La Giunta regionale ha recepito l’accordo Stato–Regioni sulla pet therapy che definisce tipo di interventi, composizione dell’equipe multidisciplinare, requisiti dei luoghi dove effettuarla (strutture sanitarie e non sanitarie oppure il domicilio) e richiede la verifica sull’efficacia dei risultati. Tra le priorità, la formazione degli operatori e l’idoneità e il benessere degli animali.
 

La pet therapy (tecnicamente definita con l’espressione “Interventi assistiti con gli animali”) è intesa come trattamento di supporto e integrazione delle cure clinico-terapeutiche, si affianca dunque alle terapie della medicina tradizionale. Si distingue tra: terapia, intervento di tipo educativo, intervento ludico-ricreativo. La terapia è rivolta a persone con patologie fisiche o psichiche ed è finalizzata a curare disturbi fisici, neuro e psicomotori, cognitivi, emotivi e relazionali. L’intervento di tipo educativo promuove il benessere delle persone nei propri ambienti di vita, per esempio nei casi di difficoltà relazionale nell’infanzia o adolescenza, nelle situazioni di disagio emozionale o psicoaffettivo, nei ricoveri prolungati in ospedale, nei ricoveri istituzionalizzati (residenze per persone anziane, residenze psichiatriche), nei casi di assistenza domiciliare per malattia o disabilità. L’intervento ludico-ricreativo e di socializzazione stimola la persona alla relazione, ha l’obiettivo di motivarla, di favorire la partecipazione.

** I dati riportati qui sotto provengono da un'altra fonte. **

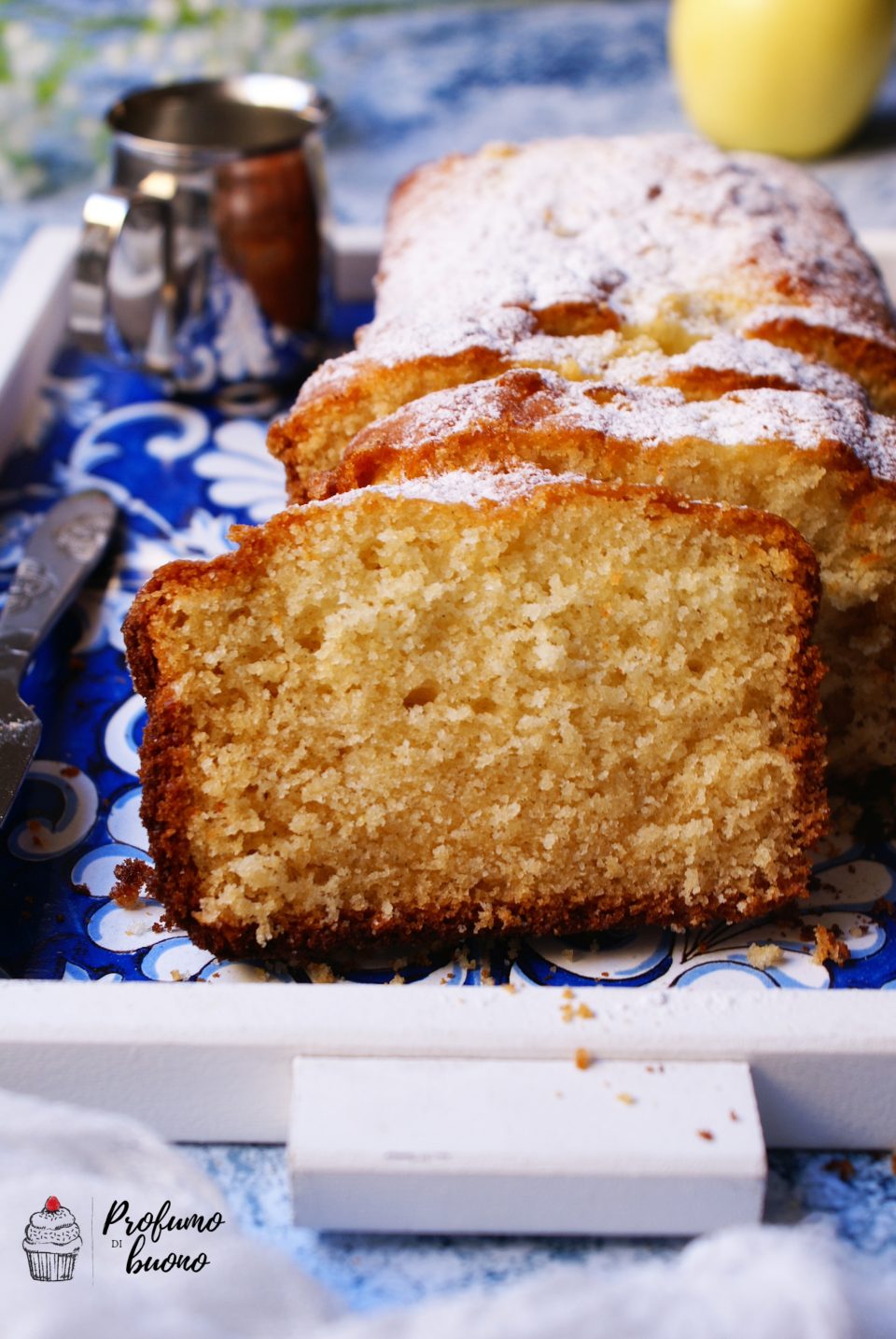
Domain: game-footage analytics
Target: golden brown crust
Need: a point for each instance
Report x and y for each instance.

Gli animali indicati nel provvedimento (“specie domestiche in grado di instaurare relazioni sociali con l’uomo”) sono: cane, cavallo, asino, gatto, coniglio. L’impiego di altre specie viene valutato dal Centro di referenza nazionale, istituito dal Ministero della Salute presso l’Istituto zooprofilattico sperimentale delle Venezie di Legnaro (Padova).
Il primo riferimento per attivare questo tipo di assistenza è il medico di famiglia. Prima di avviare il percorso è necessaria una preventiva valutazione delle possibili controindicazioni, da parte del medico di famiglia o medico specialistica. Qualsiasi intervento di pet therapy richiede il coinvolgimento di una equipe multidisciplinare, composta – a seconda del tipo di intervento – da figure sanitarie, pedagogiche e tecniche, con diversi compiti e responsabilità.

L’accordo Stato-Regioni insiste molto e in maniera articolata sulla formazione dell’equipe di assistenza, che in questo settore è composta spesso da specialisti di ambiti scientifici e culturali molto diversi. Il testo entra nel merito dei contenuti della formazione e declina il percorso anche in base alle figure professionali e alla specie animale. Tutti gli operatori che svolgono interventi di assistenza con animali devono avere effettuato la formazione specifica così come prevista dall’accordo Stato-Regioni e devono iscriversi in un apposito registro tenuto dai Servizi veterinari delle Aziende Usl.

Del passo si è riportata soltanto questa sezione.